Are you renovating your home or building from scratch? Are you planning a home addition or building a garage? Are you structuring a commercial building? What should you use for the walls and/or ceilings? Should you go with drywall, tape and mud or blueboard and plaster in your new construction or basement renovation?
When deciding to use drywall or plaster on a project, there are various aspects to consider. Having knowledge on the subject is important and comes in very handy in understanding the difference between the two methods. Each of them require different skills, so be informed before making a decision. Factors such as budget, timeframe, property type, and preferred outcome will affect your decision when making up your mind between drywall and plaster.
Drywall Hanging, Tape, and Mud
Drywall systems have become more popular over recent years since it tends to be quicker to install. Therefore, it is widely used in the construction of new building developments. Drywall involves fixing large pieces of plasterboard to wooden studs to create a smooth and seamless look. After the drywall sheets are hung or installed, drywall tape & mud is applied at the seams and over the screws.
After this last step, the mud/joint compound will need to be dry in order for the seams to be sanded (expect lots of white dust!!). Then, the drywaller’s job is finished and the client will be ready to paint over the whole thing.
Blueboard and Plaster / Plastering
Plastering has been used for a really, really long time. It is often a favorite choice in older homes since it has demonstrated to provide a stronger and long-lasting surface. Many homeowners desire the finished look that plaster brings, but it can be a more expensive choice due to its more labor-extensive process.
Keep in mind that anything to do with plaster gets places very dirty because of all the white plaster powder particles flying in the air. Therefore, there is a considerable amount of time to prep the work area. A small patch repair job may seem simple and take a short amount of time for the work itself, however, there is a lot of protection and cleaning up involved, not to mention walking back-and-forth to the truck and the work area until the plasterer is ready to start.

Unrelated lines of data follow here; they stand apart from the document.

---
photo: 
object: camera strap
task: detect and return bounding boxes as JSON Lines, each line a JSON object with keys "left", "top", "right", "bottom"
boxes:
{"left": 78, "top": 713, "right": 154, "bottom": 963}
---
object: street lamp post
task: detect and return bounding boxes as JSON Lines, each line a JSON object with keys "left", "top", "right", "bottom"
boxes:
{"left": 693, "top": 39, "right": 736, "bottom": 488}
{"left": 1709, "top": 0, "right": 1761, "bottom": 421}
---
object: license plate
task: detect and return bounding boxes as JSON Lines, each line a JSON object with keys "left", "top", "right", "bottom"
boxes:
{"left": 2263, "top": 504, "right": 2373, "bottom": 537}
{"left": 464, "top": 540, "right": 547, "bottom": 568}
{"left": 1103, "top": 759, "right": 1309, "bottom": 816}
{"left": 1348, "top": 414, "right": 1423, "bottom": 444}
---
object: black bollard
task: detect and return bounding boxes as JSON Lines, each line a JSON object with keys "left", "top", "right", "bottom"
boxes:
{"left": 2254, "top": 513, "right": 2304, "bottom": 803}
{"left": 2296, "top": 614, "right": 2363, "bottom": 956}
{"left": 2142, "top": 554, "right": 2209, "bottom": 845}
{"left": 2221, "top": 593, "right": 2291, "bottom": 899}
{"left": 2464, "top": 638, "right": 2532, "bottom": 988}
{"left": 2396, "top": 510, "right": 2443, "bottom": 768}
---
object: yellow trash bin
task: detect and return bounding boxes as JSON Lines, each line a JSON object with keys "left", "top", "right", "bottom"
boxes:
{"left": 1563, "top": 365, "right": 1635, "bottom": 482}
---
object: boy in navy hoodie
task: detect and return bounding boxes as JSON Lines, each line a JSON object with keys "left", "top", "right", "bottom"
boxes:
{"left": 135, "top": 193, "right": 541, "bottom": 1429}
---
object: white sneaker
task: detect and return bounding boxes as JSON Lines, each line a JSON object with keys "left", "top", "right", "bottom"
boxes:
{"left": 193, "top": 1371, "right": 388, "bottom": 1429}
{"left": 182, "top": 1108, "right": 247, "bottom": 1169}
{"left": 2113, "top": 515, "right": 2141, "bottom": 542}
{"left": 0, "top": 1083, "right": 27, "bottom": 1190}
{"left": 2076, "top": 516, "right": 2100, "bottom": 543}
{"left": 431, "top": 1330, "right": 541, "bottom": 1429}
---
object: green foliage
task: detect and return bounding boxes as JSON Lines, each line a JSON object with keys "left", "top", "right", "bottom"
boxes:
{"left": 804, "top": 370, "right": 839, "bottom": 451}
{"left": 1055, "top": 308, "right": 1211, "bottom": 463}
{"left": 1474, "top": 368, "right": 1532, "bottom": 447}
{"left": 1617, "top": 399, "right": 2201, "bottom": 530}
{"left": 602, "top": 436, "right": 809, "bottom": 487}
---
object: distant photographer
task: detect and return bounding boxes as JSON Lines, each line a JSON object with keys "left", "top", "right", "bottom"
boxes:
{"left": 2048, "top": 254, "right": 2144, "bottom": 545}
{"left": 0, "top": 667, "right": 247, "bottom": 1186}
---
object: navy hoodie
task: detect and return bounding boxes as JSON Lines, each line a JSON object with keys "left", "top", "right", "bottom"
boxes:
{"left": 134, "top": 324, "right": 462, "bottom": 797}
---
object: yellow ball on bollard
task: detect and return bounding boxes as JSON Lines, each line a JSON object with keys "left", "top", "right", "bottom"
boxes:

Once starting the project, the hard-working guys barely have time to pause because once the plaster mix starts drying, the surface becomes hard like a rock. So, the work must be fast-paced to get that nice smooth finish so desired by homeowners. There is just so much that can be done in one day when one physically works so hard and without stopping. To fit in more plaster mixes in a day, means so many hours to get it done, depending on the size of the team needed or available for that project.